Bressane - Em primeiro lugar, escolhi esses atores porque eles são grandes atores. A Alessandra Negrini podia ser a protagonista da novela das oito à época das filmagens, mas já havia sido escolhida para ser a Cleópatra bem antes disso – porque é uma grande atriz. Digo o mesmo do Falabella (Júlio César) e do Bruno Garcia (Marco Antônio). O que é externo ao filme implica muito pouco no trabalho, acontece independentemente do filme propriamente dito. Mas, diante da mediocrização absoluta da arte hoje em dia, é inevitável acabar vinculado de alguma forma a esse sistema tirano de produção cultural. Se o uso desses atores em outra configuração que não aquela com a qual eles se tornaram conhecidos produz ou não outros significados, é algo que não me diz respeito e que não interfere no meu trabalho.

ZH – A Erva do Rato, seu mais novo longa, será exibido no próximo Festival de Cinema de Veneza. O que dá para adiantar desse projeto?

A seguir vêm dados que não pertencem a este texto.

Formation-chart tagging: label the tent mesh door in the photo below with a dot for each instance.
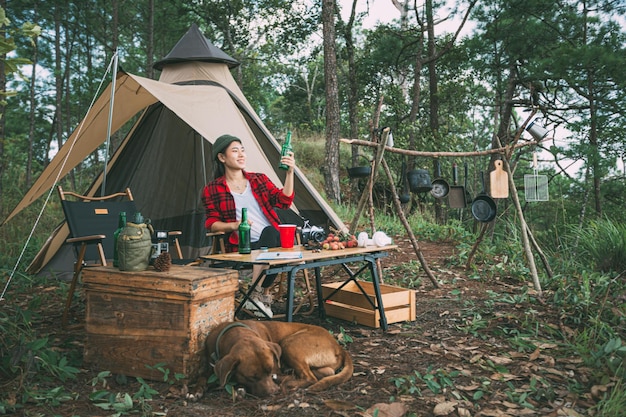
(536, 187)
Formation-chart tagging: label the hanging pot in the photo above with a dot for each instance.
(440, 186)
(483, 207)
(456, 196)
(419, 181)
(360, 171)
(405, 195)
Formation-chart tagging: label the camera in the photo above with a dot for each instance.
(311, 233)
(159, 243)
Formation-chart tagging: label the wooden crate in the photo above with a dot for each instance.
(134, 319)
(350, 304)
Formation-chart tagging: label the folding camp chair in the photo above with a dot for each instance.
(92, 221)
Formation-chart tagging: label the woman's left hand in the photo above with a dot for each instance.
(289, 160)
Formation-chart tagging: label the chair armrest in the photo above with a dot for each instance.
(87, 239)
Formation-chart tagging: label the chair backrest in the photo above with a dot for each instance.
(88, 216)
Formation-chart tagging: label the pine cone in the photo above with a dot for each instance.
(163, 262)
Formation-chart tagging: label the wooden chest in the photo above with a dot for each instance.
(350, 304)
(140, 319)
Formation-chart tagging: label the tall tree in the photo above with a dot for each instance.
(333, 117)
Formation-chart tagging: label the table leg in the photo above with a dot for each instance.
(246, 296)
(379, 298)
(291, 278)
(320, 298)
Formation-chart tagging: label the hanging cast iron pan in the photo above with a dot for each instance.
(483, 206)
(456, 195)
(441, 188)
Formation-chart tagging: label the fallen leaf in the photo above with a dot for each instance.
(534, 355)
(338, 405)
(567, 412)
(597, 390)
(463, 412)
(387, 410)
(500, 360)
(444, 408)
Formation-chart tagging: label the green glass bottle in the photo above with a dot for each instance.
(121, 223)
(286, 149)
(244, 233)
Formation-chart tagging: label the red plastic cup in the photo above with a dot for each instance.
(287, 235)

Bressane - É uma história que escrevi baseada nos contos A Causa Secreta e O Esqueleto, de Machado de Assis – no primeiro, há a convivência com o esqueleto. No segundo, o horror ao rato. A ficção que construí em torno desses dois lugares-comuns leva o título de um velho veneno indígena, tangaracá, que os portugueses chamavam de "erva do rato". Os atores são Alessandra Negrini e Selton Mello. Sobre a sinopse, não me peça para falar. Não tenho muitas palavras para descrever meus trabalhos. Não consigo fazer isso. Este, em particular, não tem enredo. Meus filmes foram feitos para serem vistos, e não para serem descritos.